El otro día mientras hacía zapping por los canales del TDT di a parar con el debate político que habitualmente pone VEO por las noches. A pesar de que no soy en absoluto dado a seguir este tipo de programas, reconozco que me enganchó. Me gustó la forma en que se esgrimían las posturas (ideologías aparte), la naturalidad con que se deslizaban las intervenciones; sin subidas de tono, ni interrupciones ni comentarios sarcásticos ventajistas, tan habituales en la vida política de nuestro país. Y especialmente me gustó comprobar el nivel de conocimiento y grado de información de los invitados. Y que conste que no tengo nada que ver con este programa ni este canal; de hecho era la primera vez que lo veía durante más de cinco minutos seguidos.
Y todo esto viene por lo siguiente. Estaban los tertulianos finalizando ya sus intervenciones cuando apenas un instante antes de cortar, uno de ellos se sacó un pedazo de papel del bolsillo de su americana y pidió que le dejaran leer un artículo que le había recomendado un amigo y que a su parecer ofrecía una perspectiva tan peculiar como interesante acerca de la crisis y de su posible solución. El artículo era en realidad una especie de fábula, la cual podéis leer a continuación. Da que pensar …
“Es Agosto en una pequeña ciudad de costa, en plena temporada; cae una lluvia torrencial y hace varios días que la ciudad parece desierta. Todos tienen deudas y viven a base de créditos. Por fortuna, llega un ruso forrado y entra en un pequeño hotel con encanto. Pide una habitación. Pone un billete de 100€ en la mesa del recepcionista y se va a ver las habitaciones. El jefe del hotel agarra el billete y sale corriendo a pagar sus deudas con el carnicero. Éste coge el billete y corre a pagar su deuda con el criador de cerdos. A su turno éste se da prisa a pagar lo que le debe al proveedor de pienso para animales. El del pienso coge el billete al vuelo y corre a liquidar su deuda con la prostituta a la que hace tiempo que no paga. En tiempos de crisis, hasta ella ofrece servicios a crédito. La prostituta coge el billete y sale para el pequeño hotel donde había traído a sus clientes las últimas veces y que todavía no había pagado. En este momento baja el ruso, que acaba de echar un vistazo a las habitaciones, dice que no le convence ninguna, coge el billete y se va. Nadie ha ganado un duro, pero ahora toda la ciudad vive sin deudas y mira el futuro con confianza!
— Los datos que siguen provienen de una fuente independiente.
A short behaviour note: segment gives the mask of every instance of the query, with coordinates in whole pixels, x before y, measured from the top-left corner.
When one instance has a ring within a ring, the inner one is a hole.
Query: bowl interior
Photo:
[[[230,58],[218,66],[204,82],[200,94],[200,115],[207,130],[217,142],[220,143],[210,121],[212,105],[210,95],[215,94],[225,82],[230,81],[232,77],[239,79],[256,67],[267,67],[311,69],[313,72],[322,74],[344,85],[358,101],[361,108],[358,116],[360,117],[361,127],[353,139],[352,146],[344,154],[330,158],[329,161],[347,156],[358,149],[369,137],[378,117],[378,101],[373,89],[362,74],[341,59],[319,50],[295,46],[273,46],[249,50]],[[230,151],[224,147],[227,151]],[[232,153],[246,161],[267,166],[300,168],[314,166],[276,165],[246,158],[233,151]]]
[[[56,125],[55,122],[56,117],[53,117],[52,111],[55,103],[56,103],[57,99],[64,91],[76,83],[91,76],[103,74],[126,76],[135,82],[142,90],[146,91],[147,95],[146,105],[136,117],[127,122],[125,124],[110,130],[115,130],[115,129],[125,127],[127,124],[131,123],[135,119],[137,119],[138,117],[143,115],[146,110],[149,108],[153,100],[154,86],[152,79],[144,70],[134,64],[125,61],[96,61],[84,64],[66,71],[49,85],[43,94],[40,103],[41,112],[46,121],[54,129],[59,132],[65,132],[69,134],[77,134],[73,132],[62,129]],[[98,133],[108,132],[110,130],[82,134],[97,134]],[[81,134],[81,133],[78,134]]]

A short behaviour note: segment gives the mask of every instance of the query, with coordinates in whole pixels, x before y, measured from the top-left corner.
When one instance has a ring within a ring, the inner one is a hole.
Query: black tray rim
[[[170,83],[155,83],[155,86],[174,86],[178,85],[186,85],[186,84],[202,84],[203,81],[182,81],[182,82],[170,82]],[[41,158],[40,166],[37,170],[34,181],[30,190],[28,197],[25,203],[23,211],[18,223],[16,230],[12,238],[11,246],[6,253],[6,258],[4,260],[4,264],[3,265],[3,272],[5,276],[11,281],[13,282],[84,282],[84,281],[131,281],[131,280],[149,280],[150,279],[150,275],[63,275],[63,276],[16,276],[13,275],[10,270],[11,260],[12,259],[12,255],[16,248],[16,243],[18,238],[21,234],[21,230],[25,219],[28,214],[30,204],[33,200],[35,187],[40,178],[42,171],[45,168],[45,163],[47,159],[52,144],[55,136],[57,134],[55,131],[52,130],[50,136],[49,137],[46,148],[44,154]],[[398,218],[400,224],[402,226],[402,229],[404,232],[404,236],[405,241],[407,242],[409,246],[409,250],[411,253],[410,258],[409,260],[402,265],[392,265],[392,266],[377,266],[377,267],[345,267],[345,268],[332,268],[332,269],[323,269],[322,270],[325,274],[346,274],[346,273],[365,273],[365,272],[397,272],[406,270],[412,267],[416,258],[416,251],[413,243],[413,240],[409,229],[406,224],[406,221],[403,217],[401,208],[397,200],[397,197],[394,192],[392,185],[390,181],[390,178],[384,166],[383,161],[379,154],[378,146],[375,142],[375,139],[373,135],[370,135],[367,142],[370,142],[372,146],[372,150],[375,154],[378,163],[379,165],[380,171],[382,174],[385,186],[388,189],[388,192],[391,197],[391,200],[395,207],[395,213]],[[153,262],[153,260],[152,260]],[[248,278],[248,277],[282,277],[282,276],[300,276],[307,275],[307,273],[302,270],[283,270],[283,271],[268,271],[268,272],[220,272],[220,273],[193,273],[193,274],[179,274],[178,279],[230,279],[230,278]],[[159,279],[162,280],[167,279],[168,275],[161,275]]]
MORALEJA: SI EL DINERO CIRCULA, SE ACABA LA CRISIS “
Evidentemente se trata de una visión simplista e irónica de la grave situación económica que estamos padeciendo, pero creo que en el fondo, la situación que se plantea en la fábula no está tan alejada de nuestra realidad. Todo ello en el fondo hace referencia a lo que ya comenté en un post anterior acerca de la importancia de las percepciones en el modelo económico vigente. Tal vez con un poco de suerte los directores y directivos de los bancos también la hayan leído y un halo de luz haya pasado, aunque sea fugazmente, por sus cabecitas.
Por cierto, a modo de anécdota, el tertuliano comentó que había leído el artículo gracias a una recomendación que le llegó a su tuenti.
Y esto nos abre la puerta a otro debate que mi compañero Juan Antonio ya ha planteado anteriormente en alguno de sus posts: ¿Se están convirtiendo las redes sociales en fuentes informativas? ¿Existe una tendencia a leer mayoritariamente aquellos artículos o noticias que te han recomendado vía facebook, twiter o tuenti? De momento es incuestionable que estas redes sociales se están posicionando como divulgadores y difusores de información, pero ¿Llegarán a convertirse también en generadores de opinión? ¿Relegarán a la prensa tradicional a un segundo plano? (leer Reflexiones de Juán Luís Cebrían). Personalmente lo veo complicado, pero el fenómeno de las redes sociales parece que no tiene límite y cada día que pasa este universo sigue con su particular proceso de expansión.